This is a question I see a lot on forums (and also get asked) and it’s generally based on confusion around events and processes (such as an incident, a bank application process etc).
Let’s remember what the difference is between a fact and a dimension.
A fact table stores a business process. A fact is therefore an event or an occurence of something in that business process – whether that fact is a sales transaction, a daily snapshot amount, or a process step. A dimension provides the context around that fact e.g. location, product etc.

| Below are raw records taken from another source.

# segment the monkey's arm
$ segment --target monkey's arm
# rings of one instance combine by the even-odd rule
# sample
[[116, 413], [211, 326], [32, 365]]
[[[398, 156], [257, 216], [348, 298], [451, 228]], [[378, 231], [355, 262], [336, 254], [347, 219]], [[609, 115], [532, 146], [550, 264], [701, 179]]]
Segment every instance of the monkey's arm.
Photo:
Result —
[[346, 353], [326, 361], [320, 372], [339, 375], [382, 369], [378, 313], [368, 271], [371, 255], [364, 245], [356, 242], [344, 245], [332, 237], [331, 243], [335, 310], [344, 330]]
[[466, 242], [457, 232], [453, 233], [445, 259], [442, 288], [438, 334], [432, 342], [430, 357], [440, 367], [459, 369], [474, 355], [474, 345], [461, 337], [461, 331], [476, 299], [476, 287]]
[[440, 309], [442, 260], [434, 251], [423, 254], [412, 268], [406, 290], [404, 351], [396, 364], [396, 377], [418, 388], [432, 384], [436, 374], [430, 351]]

When it comes to modeling processes such as a mortgage application, what we are measuring is an occurence of a process step. The process step itself is a dimension as it provides the context to that business process.

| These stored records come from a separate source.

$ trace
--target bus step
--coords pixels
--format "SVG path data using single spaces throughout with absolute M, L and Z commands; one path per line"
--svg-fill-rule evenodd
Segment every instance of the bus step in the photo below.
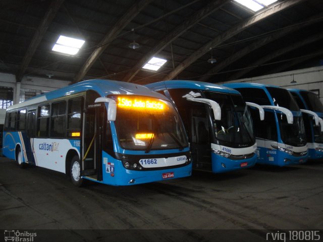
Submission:
M 83 171 L 83 176 L 95 175 L 96 173 L 95 169 L 89 169 Z

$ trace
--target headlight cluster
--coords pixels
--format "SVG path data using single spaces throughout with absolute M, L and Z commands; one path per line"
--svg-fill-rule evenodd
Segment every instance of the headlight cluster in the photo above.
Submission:
M 316 147 L 315 148 L 315 150 L 316 151 L 319 151 L 320 152 L 323 152 L 323 148 Z
M 214 154 L 217 154 L 217 155 L 220 155 L 221 156 L 223 156 L 226 158 L 229 158 L 231 155 L 228 153 L 223 152 L 222 151 L 220 151 L 220 150 L 214 150 L 214 149 L 212 149 L 212 151 L 213 151 L 213 152 Z
M 279 146 L 278 146 L 277 147 L 277 149 L 285 153 L 287 153 L 289 155 L 293 155 L 294 154 L 294 151 L 292 151 L 290 150 L 288 150 L 287 149 L 285 149 L 285 148 L 280 147 Z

A common modeling mistake is to consider the process we are measuring as the dimension e.g. an Order number, or an application number, and then to model these as a Slowly Changing Dimensions Type 2 Dimension. These are degenerate dimensions but should not have their own table, as by itself the OrderNumber or Application Number does not give me a lot of value.

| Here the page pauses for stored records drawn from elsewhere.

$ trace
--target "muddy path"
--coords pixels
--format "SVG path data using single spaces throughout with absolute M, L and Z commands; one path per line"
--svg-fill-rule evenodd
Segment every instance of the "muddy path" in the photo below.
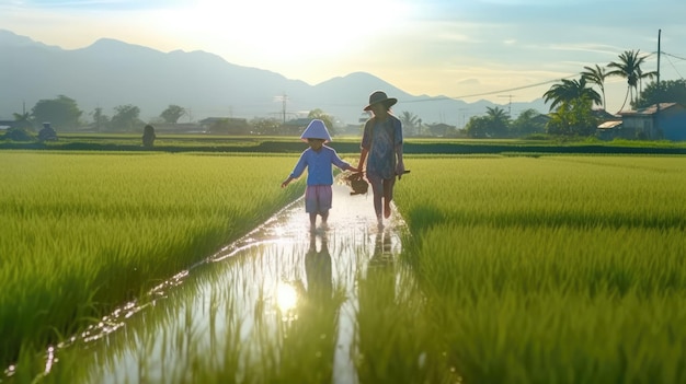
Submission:
M 302 316 L 299 305 L 323 291 L 340 298 L 332 382 L 355 383 L 351 349 L 358 305 L 356 281 L 370 266 L 387 267 L 397 261 L 407 226 L 395 207 L 390 219 L 378 226 L 371 194 L 351 196 L 350 191 L 336 179 L 328 228 L 321 228 L 318 218 L 318 228 L 310 230 L 300 198 L 248 235 L 160 283 L 146 299 L 122 306 L 59 349 L 84 350 L 90 366 L 88 382 L 138 383 L 140 377 L 165 382 L 169 366 L 183 366 L 188 359 L 184 353 L 197 352 L 169 348 L 180 342 L 181 335 L 192 334 L 195 347 L 206 345 L 211 354 L 217 354 L 226 350 L 217 344 L 228 342 L 228 333 L 249 337 L 260 326 L 262 336 L 268 335 L 265 318 L 272 318 L 272 329 L 277 329 L 279 323 L 297 321 L 299 314 Z M 172 292 L 181 288 L 192 294 L 174 296 Z M 162 321 L 152 315 L 160 306 L 167 313 Z M 107 348 L 114 345 L 117 348 Z M 48 353 L 46 371 L 58 360 L 59 349 Z M 146 360 L 144 375 L 141 359 Z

I’m going to use the sales order process here as an example, because I can use existing AdventureWorks database tables to illustrate my points.
What I’ve done is create a lifecycle status dimension table with values of Ordered, Due and Shipped. I’ve also created a trimmed down version of FactInternetSales with dimensions of Date, Customer and Status, and a degenerate dimension of the SalesOrderNumber and the SalesOrderLineNumber.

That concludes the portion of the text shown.